Kenton Sherick, Aniruddha Ray, Pierre Berneron, B. Allen Tolson, Chadwick Barklay, Maarten den Heijer, Christofer E. Whiting
Nuclear Technology | Volume 211 | Number 1 | April 2025 | Pages S38-S48
Research Article | doi.org/10.1080/00295450.2024.2369825
Articles are hosted by Taylor and Francis Online.
Over the past 25 years, the average cadence of National Aeronautics and Space Administration (NASA) missions that employ radioisotope thermoelectric generators (RTGs) or other radioisotope power systems (RPSs) is approximately one per decade. Currently, the only flight-qualified RPS in the NASA inventory for space power applications is the multi-mission RTG, which has a beginning-of-life (BOL) power output of approximately 120 W(electric). In addition, NASA and the U.S. Department of Energy also manage the Next Generation Radioisotope Thermoelectric Generator Development Project, with a projected BOL power of around 245 W(electric).
However, if a lower-power RPS unit was available, would there be sufficient mission pull to increase the cadence of RPS-powered missions? We believe the answer to this question is yes, which drove the evolution of a concept study that examines the feasibility of a low-power RPS based on a single general purpose heat source (GPHS) that could be developed rapidly with low risk and cost.
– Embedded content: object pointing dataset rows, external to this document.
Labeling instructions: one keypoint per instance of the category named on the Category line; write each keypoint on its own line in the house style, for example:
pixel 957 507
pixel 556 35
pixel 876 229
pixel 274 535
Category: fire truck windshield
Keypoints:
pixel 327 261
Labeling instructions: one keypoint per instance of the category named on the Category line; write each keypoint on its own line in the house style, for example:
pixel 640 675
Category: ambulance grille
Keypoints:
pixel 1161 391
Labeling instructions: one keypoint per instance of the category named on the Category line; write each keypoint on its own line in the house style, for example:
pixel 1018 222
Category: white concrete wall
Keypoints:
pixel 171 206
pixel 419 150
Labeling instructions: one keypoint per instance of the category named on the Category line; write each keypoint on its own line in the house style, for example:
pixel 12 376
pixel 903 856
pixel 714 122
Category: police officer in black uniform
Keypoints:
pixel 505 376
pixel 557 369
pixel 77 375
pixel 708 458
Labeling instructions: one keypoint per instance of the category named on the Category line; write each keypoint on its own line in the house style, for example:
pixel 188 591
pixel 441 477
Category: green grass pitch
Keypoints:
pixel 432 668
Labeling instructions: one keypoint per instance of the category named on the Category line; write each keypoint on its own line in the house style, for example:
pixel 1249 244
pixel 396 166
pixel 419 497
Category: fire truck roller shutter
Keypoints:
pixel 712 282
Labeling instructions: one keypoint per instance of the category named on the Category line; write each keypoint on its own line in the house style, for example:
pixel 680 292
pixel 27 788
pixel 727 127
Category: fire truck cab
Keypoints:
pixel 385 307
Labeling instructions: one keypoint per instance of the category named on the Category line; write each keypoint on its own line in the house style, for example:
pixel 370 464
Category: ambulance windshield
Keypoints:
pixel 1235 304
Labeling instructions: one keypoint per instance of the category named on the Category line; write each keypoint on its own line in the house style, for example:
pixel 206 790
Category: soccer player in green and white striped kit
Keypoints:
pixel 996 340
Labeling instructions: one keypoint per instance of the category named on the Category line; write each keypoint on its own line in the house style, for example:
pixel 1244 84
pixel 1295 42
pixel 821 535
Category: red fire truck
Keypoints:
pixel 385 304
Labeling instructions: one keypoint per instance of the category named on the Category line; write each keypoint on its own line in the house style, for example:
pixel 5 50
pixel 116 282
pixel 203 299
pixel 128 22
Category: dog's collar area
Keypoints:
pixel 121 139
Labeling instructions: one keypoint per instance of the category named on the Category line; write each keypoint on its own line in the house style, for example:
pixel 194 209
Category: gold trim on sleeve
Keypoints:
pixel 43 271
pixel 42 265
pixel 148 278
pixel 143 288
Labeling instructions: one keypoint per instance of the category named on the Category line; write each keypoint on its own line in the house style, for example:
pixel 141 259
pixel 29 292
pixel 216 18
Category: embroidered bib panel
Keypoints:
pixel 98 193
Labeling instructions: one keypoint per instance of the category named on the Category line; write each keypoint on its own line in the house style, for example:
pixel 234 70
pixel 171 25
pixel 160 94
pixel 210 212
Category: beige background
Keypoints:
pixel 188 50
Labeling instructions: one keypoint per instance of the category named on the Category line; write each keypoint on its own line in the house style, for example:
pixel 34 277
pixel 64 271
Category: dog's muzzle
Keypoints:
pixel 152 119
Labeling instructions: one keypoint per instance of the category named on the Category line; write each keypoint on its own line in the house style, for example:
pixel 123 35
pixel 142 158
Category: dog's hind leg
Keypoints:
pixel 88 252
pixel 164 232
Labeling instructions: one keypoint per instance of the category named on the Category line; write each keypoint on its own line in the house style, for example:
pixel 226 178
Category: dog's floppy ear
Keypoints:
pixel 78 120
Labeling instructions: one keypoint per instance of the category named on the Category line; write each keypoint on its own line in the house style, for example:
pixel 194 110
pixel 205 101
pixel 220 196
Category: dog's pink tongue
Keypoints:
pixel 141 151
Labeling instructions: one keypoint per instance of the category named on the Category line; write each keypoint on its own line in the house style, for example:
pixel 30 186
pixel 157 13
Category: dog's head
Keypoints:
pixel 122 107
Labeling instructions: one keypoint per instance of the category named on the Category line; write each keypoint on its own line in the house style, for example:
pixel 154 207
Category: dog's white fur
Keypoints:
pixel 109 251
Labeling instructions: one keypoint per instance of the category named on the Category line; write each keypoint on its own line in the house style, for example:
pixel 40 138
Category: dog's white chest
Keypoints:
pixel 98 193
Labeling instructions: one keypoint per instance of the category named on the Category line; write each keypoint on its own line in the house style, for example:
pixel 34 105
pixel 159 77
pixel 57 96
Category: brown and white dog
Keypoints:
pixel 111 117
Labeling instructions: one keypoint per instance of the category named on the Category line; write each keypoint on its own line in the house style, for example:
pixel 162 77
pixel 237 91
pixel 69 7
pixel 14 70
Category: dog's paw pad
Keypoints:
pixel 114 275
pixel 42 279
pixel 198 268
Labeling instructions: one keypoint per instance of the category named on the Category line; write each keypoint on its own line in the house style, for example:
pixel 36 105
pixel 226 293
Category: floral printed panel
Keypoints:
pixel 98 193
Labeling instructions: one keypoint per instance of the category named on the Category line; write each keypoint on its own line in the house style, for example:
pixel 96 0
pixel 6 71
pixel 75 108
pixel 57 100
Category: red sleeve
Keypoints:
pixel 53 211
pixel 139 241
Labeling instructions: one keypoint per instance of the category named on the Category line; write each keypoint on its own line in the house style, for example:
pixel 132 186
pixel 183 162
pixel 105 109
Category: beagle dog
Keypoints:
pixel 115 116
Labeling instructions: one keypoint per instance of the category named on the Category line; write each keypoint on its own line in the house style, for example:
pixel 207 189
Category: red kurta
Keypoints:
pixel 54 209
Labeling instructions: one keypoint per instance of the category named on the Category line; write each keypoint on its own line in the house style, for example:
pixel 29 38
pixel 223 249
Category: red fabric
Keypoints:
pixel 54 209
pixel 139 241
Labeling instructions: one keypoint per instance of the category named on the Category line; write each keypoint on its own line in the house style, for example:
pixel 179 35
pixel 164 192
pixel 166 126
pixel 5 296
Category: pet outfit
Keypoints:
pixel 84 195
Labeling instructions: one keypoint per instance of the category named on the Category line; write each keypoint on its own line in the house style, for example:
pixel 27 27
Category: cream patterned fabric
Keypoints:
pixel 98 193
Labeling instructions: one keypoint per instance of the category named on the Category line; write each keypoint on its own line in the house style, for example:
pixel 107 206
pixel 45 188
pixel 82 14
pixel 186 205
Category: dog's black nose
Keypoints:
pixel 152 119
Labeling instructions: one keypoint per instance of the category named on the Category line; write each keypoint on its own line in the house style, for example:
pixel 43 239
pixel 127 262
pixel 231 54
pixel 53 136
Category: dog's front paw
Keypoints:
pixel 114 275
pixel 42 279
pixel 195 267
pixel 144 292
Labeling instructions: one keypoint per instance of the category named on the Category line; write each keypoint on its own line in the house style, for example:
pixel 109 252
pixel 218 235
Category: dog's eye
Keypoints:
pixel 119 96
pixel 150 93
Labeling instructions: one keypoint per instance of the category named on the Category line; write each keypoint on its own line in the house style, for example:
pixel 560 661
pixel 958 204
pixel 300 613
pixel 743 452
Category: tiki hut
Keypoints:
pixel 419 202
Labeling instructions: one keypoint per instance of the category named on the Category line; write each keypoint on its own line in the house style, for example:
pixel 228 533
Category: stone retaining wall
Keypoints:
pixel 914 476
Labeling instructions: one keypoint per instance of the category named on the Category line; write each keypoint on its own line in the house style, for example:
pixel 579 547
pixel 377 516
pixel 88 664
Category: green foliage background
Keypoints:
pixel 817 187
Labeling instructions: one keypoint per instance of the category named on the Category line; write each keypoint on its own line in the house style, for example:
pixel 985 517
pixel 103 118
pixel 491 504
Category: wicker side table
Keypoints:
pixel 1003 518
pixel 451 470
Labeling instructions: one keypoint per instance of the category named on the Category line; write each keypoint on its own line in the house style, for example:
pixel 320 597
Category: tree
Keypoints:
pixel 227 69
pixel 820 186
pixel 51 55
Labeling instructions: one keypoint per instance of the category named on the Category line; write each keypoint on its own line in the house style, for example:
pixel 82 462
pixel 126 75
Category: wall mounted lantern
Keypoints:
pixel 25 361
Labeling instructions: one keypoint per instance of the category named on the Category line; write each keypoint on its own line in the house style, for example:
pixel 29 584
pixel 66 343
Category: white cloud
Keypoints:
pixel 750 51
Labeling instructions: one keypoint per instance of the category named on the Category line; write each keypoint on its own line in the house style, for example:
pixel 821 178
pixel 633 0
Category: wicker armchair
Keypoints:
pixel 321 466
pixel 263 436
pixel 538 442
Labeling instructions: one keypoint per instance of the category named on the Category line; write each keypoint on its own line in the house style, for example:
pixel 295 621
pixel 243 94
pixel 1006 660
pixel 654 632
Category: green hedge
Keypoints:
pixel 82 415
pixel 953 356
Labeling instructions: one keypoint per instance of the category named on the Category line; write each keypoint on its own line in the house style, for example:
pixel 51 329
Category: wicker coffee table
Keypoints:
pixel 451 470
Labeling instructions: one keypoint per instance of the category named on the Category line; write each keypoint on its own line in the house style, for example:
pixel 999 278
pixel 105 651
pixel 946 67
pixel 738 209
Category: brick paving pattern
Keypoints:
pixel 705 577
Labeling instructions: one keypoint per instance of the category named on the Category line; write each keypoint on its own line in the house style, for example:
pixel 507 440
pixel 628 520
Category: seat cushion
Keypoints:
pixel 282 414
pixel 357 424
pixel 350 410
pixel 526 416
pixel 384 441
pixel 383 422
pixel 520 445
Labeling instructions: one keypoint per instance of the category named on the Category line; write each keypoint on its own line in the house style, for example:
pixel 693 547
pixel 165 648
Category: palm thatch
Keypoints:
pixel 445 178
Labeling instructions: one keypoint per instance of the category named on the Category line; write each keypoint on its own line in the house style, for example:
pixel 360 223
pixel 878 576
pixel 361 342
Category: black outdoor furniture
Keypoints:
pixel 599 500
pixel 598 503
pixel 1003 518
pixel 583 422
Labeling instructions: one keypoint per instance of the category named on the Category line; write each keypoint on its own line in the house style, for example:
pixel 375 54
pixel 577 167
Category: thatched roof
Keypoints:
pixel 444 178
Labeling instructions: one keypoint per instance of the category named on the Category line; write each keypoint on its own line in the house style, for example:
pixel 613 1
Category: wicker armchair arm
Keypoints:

This paper discusses the results of a concept study of an RPS system that utilizes novel ruggedized silicon germanium thermoelectric modules with a projected BOL power of 15 W(electric).
This new RTG design could help enable a new class of low-powered space exploration missions for NASA, the European Space Agency, or commercial applications. In addition, this paper addresses the next steps required to evolve the concept beyond its current status to conceptual design.